Statalist


[Date Prev][Date Next][Thread Prev][Thread Next][Date Index][Thread Index]

RE: st: Computing local variance


From   Maarten buis <[email protected]>
To   stata list <[email protected]>
Subject   RE: st: Computing local variance
Date   Fri, 20 Feb 2009 22:57:23 +0000 (GMT)

--- Benjamin Villena Roldan wrote:
> I'm dealing with the following problem. I have two continuous variables
> X and Y. I'm trying to do the following:
> 1. Sort the data using X
> 2. For each observation of X, I compute the local variance of Y by a
> nearest neighborhood approach. I take the 2k closest observations to an
> observation X[i], i.e. using observations between X[i-k+1] and X[i+k].
> 3. I'm implementing this approach by using a forvalue loop such as
<snip>
> So, I have two questions/problems about this code
> 1. I need to do the same procedure several times and it is very
> time-consuming.

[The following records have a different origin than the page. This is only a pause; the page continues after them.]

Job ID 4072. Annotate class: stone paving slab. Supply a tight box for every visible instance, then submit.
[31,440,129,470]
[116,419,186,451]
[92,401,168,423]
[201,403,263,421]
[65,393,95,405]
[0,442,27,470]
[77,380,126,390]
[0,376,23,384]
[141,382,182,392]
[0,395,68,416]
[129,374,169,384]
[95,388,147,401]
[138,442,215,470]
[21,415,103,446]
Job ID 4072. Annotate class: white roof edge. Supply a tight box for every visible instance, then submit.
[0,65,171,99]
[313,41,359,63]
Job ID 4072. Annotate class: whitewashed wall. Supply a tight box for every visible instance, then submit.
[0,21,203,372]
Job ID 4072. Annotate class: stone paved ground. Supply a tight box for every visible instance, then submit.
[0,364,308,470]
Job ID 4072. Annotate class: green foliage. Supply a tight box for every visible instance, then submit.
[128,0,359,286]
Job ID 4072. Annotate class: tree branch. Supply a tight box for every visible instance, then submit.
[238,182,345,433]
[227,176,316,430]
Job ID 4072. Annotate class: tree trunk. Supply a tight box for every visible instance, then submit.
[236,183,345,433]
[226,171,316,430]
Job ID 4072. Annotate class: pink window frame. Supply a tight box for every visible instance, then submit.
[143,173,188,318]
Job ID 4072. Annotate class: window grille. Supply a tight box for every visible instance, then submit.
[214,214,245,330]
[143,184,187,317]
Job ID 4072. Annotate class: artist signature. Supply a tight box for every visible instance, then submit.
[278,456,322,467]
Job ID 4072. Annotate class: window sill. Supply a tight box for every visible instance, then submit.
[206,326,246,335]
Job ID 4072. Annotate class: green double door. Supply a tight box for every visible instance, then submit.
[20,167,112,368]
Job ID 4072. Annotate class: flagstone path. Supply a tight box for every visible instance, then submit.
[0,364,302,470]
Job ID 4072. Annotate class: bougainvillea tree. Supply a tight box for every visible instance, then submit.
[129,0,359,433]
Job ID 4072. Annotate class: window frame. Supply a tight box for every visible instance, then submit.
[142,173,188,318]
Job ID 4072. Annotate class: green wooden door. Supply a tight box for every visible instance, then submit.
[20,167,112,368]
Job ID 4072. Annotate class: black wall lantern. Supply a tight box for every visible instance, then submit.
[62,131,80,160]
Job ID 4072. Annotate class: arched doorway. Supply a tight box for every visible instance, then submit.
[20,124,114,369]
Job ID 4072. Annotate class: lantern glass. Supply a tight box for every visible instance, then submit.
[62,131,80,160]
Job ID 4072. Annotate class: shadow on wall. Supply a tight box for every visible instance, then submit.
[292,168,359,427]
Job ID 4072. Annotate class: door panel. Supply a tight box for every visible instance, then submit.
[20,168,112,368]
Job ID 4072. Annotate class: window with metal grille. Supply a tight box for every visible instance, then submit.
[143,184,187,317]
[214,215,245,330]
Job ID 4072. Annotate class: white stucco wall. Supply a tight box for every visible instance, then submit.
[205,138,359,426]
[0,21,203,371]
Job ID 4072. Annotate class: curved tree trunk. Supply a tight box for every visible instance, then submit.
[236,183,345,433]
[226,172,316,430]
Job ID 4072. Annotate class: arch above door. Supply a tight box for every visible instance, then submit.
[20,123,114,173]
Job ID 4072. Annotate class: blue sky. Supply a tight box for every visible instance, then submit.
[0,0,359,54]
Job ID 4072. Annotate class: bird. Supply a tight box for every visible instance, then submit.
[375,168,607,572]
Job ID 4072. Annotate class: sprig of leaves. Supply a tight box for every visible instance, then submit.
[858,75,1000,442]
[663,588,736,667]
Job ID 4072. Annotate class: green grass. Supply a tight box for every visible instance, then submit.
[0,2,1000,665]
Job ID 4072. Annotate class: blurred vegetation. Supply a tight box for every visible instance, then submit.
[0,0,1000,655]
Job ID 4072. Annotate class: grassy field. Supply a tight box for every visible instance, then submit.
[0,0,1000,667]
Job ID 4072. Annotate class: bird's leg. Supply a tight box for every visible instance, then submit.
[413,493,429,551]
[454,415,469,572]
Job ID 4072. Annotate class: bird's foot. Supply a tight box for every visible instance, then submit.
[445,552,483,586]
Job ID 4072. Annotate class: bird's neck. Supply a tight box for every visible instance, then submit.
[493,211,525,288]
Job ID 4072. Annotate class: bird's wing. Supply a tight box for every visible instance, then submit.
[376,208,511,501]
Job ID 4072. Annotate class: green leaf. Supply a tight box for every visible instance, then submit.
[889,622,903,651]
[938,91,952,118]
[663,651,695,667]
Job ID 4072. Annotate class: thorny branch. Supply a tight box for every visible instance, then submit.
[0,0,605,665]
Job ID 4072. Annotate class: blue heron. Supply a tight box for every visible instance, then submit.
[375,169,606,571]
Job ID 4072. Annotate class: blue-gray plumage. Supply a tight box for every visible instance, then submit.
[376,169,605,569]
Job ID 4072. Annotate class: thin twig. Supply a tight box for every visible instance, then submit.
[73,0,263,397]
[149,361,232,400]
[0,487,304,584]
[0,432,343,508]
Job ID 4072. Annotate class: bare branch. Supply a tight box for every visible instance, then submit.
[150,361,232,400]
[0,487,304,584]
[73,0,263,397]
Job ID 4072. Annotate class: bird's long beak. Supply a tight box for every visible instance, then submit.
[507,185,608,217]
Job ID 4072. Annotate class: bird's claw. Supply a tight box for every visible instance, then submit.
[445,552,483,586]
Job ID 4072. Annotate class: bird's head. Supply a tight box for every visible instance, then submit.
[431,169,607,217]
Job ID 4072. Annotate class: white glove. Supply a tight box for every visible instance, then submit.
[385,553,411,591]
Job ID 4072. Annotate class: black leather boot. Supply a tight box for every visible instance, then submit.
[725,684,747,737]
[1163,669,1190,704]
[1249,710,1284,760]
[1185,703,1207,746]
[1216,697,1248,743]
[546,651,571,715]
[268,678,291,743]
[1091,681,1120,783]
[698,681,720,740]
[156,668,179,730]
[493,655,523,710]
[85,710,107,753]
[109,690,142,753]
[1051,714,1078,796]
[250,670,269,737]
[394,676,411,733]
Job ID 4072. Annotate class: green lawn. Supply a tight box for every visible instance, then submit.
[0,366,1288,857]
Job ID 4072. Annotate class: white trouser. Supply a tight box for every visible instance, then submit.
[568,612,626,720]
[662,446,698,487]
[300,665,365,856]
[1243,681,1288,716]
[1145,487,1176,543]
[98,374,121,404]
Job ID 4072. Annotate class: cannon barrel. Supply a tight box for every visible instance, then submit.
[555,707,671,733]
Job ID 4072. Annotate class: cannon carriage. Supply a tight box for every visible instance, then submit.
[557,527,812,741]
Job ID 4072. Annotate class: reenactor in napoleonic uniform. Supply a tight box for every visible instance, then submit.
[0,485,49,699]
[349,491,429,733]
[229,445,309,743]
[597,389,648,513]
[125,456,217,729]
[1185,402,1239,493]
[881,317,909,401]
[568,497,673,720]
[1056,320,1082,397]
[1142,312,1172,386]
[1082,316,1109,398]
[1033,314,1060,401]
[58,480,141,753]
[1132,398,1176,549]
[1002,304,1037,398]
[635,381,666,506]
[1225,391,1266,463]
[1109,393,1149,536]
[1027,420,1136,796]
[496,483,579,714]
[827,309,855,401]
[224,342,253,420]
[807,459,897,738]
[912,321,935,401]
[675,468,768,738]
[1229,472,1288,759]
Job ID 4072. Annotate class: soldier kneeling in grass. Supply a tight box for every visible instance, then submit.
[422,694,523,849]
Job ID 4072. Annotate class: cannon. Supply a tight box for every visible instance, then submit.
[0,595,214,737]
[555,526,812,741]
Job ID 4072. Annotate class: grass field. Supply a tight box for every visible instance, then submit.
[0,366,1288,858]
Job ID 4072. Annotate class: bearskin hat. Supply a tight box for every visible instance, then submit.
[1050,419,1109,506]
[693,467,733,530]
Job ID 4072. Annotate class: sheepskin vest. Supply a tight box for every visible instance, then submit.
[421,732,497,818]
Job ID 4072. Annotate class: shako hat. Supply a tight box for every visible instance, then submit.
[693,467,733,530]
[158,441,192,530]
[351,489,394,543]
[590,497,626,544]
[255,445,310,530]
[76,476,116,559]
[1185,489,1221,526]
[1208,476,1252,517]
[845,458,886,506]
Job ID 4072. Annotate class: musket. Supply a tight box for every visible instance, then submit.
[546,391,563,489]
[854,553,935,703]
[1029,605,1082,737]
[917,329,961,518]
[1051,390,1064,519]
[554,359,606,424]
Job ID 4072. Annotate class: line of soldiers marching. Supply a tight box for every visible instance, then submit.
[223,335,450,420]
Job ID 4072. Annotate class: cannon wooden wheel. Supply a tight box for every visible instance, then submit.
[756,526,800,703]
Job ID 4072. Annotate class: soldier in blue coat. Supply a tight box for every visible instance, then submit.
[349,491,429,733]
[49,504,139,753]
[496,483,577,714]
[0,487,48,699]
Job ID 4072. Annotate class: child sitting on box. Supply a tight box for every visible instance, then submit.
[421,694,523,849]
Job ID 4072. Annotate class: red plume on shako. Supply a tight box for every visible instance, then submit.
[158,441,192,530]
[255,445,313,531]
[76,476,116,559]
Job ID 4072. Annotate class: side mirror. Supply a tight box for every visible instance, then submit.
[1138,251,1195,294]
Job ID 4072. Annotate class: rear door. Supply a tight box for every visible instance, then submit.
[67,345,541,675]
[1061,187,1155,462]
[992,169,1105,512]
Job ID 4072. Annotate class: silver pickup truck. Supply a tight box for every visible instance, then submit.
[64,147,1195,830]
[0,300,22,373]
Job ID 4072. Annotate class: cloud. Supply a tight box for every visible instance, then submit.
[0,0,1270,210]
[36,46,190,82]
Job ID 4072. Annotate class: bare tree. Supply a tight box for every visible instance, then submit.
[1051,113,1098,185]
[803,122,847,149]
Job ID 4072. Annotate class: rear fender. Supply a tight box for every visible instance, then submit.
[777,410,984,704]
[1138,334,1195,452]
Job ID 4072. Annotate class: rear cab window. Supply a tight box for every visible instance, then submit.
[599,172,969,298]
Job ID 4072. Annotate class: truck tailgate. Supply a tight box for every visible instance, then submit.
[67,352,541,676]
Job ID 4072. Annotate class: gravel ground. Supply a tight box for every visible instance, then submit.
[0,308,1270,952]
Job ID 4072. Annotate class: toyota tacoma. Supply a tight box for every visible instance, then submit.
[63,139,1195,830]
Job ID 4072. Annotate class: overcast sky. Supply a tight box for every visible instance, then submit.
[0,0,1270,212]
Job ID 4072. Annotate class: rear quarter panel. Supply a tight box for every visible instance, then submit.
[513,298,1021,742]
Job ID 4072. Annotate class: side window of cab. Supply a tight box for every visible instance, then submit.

Is there a way to speed up the execution? How much time
> would I gain if I implement a similar code in C++?
> 2. There are missing observations in X and Y, how can I restrict the sort
> command to deal with nonmissing values of both variables. A simple
> answer is to do 
> -keep if X!=. & Y!=.
> Can I do it without dropping data?

You don't have to move to C++, you can use Mata instead. The big 
advantage of Mata is that it plays well with Stata. In the example 
below I have defined a Mata function -nneigh()- which computes the 
local standard deviation. It takes 4 arguments, which are in order: 

o the variable on which you sort (X in your example), 
o the variable whose variance you want (Y in your example), 
o a variable which is 1 when you want to include it in the analysis 
  and 0 if you want to ignore it (for example because it has missing 
  values on either X or Y, i.e. this answers your question 2)
o the name of the new variable that is to be created (SD_Y in your
  example)

All these names need to be surrounded by quotes. You define this function at the top of your do file, and whenever you need to create these local standard deviation you type

mata nneigh("x","y","touse","sd_y")

where the arguments have the appropriate names relevant to your situation.

Hope this helps,
Maarten

*----------------- begin example ---------------------
sysuse auto, clear
gen touse = !missing(price, mpg)
sort price
clear mata
mata
void nneigh(string scalar x,
            string scalar y, 
            string scalar touse, 
            string scalar sd_y) {
	data = .
	st_view(data,.,(x,y), touse)
	k=ceil(rows(data)^0.5/2)
	K = rows(data)-k
	res = J(rows(data),1,.)
	for(i=k; i<=K; i++) {
		k0 = i - k + 1
		k1 = i + k
		res[i,1] = sqrt(variance(data[|k0,1\k1,1|]))
	}
	idx = st_addvar("float", sd_y)
	st_store(.,idx,touse,res)
}
end

mata nneigh("price","mpg","touse","sd_mpg")
*--------------------- end example ----------------------------
(For more on how to use examples I sent to the Statalist, see
http://home.fsw.vu.nl/m.buis/stata/exampleFAQ.html )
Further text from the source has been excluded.